Inuzza e i suoi genitori
Era il 18 maggio 1968.
A mezzogiorno in punto un’esplosione squarciò il silenzio del paese, portandosi via la “casamatta”, il laboratorio-deposito di fuochi d’artificio della famiglia Castorino, conosciuta in tutta la Sicilia per la sua arte pirotecnica. Lo scoppio fu devastante. Tre le vittime: Inuzza, Paola Materia e Natale Castorino.
Andarono via in un lampo rimanendo, per sempre, nel dolore e nella memoria collettiva di Brolo.
Quella era una splendida domenica di maggio, la prima vera d’estate, che sembrava voler bussare in anticipo.
Al bar di Don Tindaro, in via Marina, si parlava di calcio, di Boninsegna e Gigi Riva. Poi, d’improvviso, il boato, udito fino a Gliaca e Testa di Monaco. Non fu una bombola di gas come qualcuno pensò inizialmente, ma il cuore della collina “dei Murtidda” a rivelare la verità: era saltato in aria il laboratorio dei Castorino.
Inuzza non avrebbe dovuto essere lì.
Era andata a portare da mangiare. Di solito restava nella bottega di casalinghi che aveva appena aperto in via Trieste dove una volta c’era il magazzino di farina. Morì all’istante, il suo sorriso lasciato in eredità al cielo. Paola Materia spirò in serata, e Natale Castorino, sebbene ferito e ustionato, tentò disperatamente di raggiungere la strada per cercare aiuto. Morì il giorno seguente.
I primi ad arrivare furono Bruno Vizzari, Turi Campo, Vito Castorino, Nino Materiale e Paolo “Bacina”. La scena era devastante. Chi come l’appuntato Moscato, della caserma di Brolo, giunto per i primi rilievi, disse: “non mangiai carne per mesi, per l’odore acre e di bruciato che si respirava”.
Una tragedia che segnò non solo la grande famiglia dei Castorino, ma. per sempre la comunità brolese.
Ma da quella tragedia nacque anche una nuova forma di resistenza. La famiglia, distrutta nel dolore, trovò la forza di continuare la tradizione pirotecnica, quasi fosse un’eredità genetica. Biagio Materia, marito di Caterina Pisani , l’aveva portata a Brolo già negli anni Quaranta, intrecciandosi con altre storiche famiglie di “jocufucari”.
Quella dei fuochi è una vera arte, una scuola brolese, fatta di tecnica, passione, segreti di polveri e colori. Una tradizione trasmessa di generazione in generazione che ancora dura, dai Materia ai Castorino, fino ai Riturante. Una scuola che ha saputo regalare emozioni, pur nella consapevolezza del rischio.
Nel 1968, il giorno dell’esplosione, da Houston l’Apollo 10 partiva per i test pre-sbarco lunare. Quasi simbolicamente, anche Ina, Paolo e Natale volavano in cielo, come stelle, nel giorno dei “fuochi”.
I fuochi d’artificio a Brolo non erano mai solo spettacolo.

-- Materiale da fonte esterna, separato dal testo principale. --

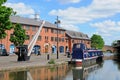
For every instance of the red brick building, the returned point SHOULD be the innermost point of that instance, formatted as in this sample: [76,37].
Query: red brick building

Erano riti, spiritualità, tradizione. Accompagnavano le processioni sacre, scacciavano simbolicamente il male, facevano vibrare l’anima del paese. I “mortaretti”, le “bombe”, la “cassa infernale” segnavano i momenti salienti del culto collettivo, della festa religiosa che univa davvero la comunità.
La spiritualità si toccava con mano: i ceri accesi alle finestre, le fiaccole sprizzanti di lampi, il corredo delle donne da marito, steso per mostralo a tutti ai balconi, le donne vestite da santa per voto, i bambini salvati dalla malattia agghindati come piccoli santi, le poi le “filere” delle lampadine, una comunità tutta raccolta attorno alla preghiera e alla speranza.
Questa dimensione profonda della festa, fatta di fede, emozione e cultura popolare, oggi rischia di essere travolta da modernità senza radici.
Ma va compresa, va rispettata.
Prima di giudicarla “obsoleta”, bisogna ricordare che fu strumento di unione, cura collettiva e identità.
I fuochi che oggi applaudiamo al Ferragosto hanno origini antiche e sacre. Non sono solo luci, sono memoria e rinascita.
Oggi, ricordando quella tragedia di maggio, onoriamo non solo le vittime ma anche la forza di un popolo che ha saputo trasformare il dolore in arte.
Brolo, paese dei fuochi e della memoria.